本を探しに本屋さんや図書館に行くと、背表紙で出会うことがほとんどだ。視線が通り過ぎて、二度と出会えぬ(出会わぬ)本もある。
だから、目線が「はた」と止まった本とは運命的な出会いをしたことになる。私はいつも友人に「人との出会いと一緒なの」と説明するのだ。
この本も、やはり私にとっては大切な出会いの本の一冊となった。
だが、私にとって素晴らしい出会いでも、他の人にそうであるとは限らない。だから、本を紹介するときは結構気を遣う。

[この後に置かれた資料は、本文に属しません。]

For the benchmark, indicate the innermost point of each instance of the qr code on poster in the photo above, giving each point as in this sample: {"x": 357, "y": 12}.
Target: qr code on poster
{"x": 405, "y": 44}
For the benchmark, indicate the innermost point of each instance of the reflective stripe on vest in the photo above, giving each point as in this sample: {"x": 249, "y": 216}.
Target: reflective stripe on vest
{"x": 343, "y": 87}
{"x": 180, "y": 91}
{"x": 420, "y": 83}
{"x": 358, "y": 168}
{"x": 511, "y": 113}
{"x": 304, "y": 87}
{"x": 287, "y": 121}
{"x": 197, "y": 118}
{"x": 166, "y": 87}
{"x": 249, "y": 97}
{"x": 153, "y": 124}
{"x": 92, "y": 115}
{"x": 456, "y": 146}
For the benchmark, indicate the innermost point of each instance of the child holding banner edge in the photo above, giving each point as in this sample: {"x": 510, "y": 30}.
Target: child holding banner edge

小さな地域図書館内で、ボランティア仲間の友達に、この本を紹介したときも周囲には随分気を遣って、声のトーンを落とし、やや早口で語ってしまった。すぐそばに、初老のご婦人が座って本を開いておられたからだ。お邪魔になっては・・・と思いつつも、私は主人公の男の子の
優しい心が周囲に伝わらない切なさと、気づいた担任の先生への感謝の気持ちと、短冊の祈りを信じて「もっと良い子になる」と誓うこどもの純真さを、何とか友達に伝えたいと願いつつ話し終えた。
話し終えたとき、私たちにずっと背中をむけていたそのご婦人が、くるりと体の向きを変えられて「よいお話を聞かせていただいて、ありがとうございました。」とお辞儀をされたのだ。私は、なんだかジーンとして涙がでそうだった。
名前も知らない、初めて出会った人とお話(本)を通じて心を寄せ合ったひと時だった。「おこだでませんように」と出会った素晴らしさと、背中から伝わった想いを大切にこれからも読み語りを続けていこうと思った。